Seriously Fighting Financial Crime
Lessons from London
Oliver Bullough / The Guardian
Amsterdam, March 8th — Their salvation came from an unlikely quarter: the Soviet Union, which didn’t want to keep its dollar reserves in US banks. Instead, it kept them in London, where British banks began lending them to each other in an entirely unregulated market – they became known as “Eurodollars” – thus giving birth to offshore finance, and providing the City with the startup capital it needed to get back in business. By the end of the communist period, Soviet institutions routinely sent their money through Britain’s offshore territories, and the City was booming. The Central Bank in Moscow even had a shell company in Jersey, which it used to hide money from the government that it was supposedly a part of.
This is one of the problems with trying to ascertain the volume of dirty Russian money in London: how far back do we go? Do the fees Midland Bank received for banking Soviet money in the 1950s still count as Russian cash, and if so, are they dirty? Does the commission the estate agent earned by selling those flats in Kensington in the early 1990s count as dirty money? And what about the £800m that Russians paid for government bonds in return for golden visas? Or the $41,000 of Magnitsky money that was spent on a wedding dress in London? How many times does money have to circulate in the economy before we decide it’s not dirty any more?
This money is so deeply embedded in the UK that extracting it, or even identifying it, would be an unrivalled feat of investigation. “It would be impossible,” says Prem Sikka, professor of accounting at Sheffield University. “They have the big accountancy firms advising them where best to stash the money, to conceal it, to disguise it, all kind of things. The brains of this pinstriped mafia are available to everyone. They’re for hire.”
Recently, I spoke to Jon Benton, who led teams fighting dirty money at the Met and the NCA, and advised Cameron at the Cabinet Office, until his retirement in 2016.

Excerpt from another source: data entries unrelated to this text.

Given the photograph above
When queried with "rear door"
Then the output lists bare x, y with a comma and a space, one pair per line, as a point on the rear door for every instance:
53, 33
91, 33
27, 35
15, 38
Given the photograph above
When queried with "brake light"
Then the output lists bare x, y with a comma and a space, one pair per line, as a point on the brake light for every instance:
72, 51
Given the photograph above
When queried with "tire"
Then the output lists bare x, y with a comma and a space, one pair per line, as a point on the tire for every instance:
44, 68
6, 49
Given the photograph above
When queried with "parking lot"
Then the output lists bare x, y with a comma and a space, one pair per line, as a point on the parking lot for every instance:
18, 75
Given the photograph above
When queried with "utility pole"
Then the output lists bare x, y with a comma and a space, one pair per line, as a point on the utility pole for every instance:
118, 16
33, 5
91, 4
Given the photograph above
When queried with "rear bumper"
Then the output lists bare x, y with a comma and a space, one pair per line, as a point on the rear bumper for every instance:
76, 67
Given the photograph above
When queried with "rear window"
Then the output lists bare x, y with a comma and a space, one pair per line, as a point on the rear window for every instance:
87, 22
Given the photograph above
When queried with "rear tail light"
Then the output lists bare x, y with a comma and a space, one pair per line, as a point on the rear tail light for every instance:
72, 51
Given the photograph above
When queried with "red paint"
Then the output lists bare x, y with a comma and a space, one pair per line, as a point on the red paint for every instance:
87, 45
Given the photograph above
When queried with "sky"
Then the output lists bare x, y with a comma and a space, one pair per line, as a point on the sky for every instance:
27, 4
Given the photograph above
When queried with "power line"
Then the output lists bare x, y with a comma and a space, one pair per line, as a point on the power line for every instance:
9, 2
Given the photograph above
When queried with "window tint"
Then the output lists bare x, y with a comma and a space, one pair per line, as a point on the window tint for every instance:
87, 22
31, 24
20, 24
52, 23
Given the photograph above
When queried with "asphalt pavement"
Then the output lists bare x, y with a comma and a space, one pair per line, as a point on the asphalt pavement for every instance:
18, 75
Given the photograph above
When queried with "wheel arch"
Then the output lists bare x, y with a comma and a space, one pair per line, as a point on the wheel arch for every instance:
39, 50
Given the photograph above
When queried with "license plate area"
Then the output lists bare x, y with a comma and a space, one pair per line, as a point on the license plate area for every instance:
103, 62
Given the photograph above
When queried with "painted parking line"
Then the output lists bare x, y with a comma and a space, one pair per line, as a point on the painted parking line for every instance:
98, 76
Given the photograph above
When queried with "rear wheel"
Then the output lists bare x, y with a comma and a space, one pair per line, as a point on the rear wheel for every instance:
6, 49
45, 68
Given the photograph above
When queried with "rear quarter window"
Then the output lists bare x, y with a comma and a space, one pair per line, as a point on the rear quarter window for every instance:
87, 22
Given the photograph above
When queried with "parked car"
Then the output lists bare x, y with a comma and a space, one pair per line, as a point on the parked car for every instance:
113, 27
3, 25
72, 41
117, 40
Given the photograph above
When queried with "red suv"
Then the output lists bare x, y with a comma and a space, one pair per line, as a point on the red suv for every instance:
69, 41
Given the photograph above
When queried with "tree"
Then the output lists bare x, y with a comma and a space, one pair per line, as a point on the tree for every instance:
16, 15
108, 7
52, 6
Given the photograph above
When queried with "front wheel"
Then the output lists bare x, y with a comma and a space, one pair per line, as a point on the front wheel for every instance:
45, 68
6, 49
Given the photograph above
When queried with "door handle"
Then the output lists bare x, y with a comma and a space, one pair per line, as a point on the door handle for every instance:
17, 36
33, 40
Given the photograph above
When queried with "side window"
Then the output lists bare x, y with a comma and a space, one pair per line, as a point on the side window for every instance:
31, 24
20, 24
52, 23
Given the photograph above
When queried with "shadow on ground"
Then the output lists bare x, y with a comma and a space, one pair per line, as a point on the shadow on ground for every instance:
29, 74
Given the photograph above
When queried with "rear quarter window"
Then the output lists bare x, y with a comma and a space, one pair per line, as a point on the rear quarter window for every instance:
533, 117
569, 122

We used to get these suspicious activity reports coming in, Russian ones, all the time. It would be for an investment or a property or a load of other things,” Benton said. “You’re looking at something that doesn’t look right, doesn’t smell right, but we had a tiny number of resources. To get caught up in some really complex Russian money-laundering case, when we weren’t going to get any assistance – you have to weigh it up. Do I try to throw lots of resources at this, when I know I’m really going to struggle to get the door open?”
Benton was optimistic about the introduction of so-called unexplained wealth orders, which came into effect in February this year. Once a UWO has been issued, property is frozen, and its owner has to respond and justify why they own it. But that will only confiscate property, Benton noted. It won’t put anyone in jail.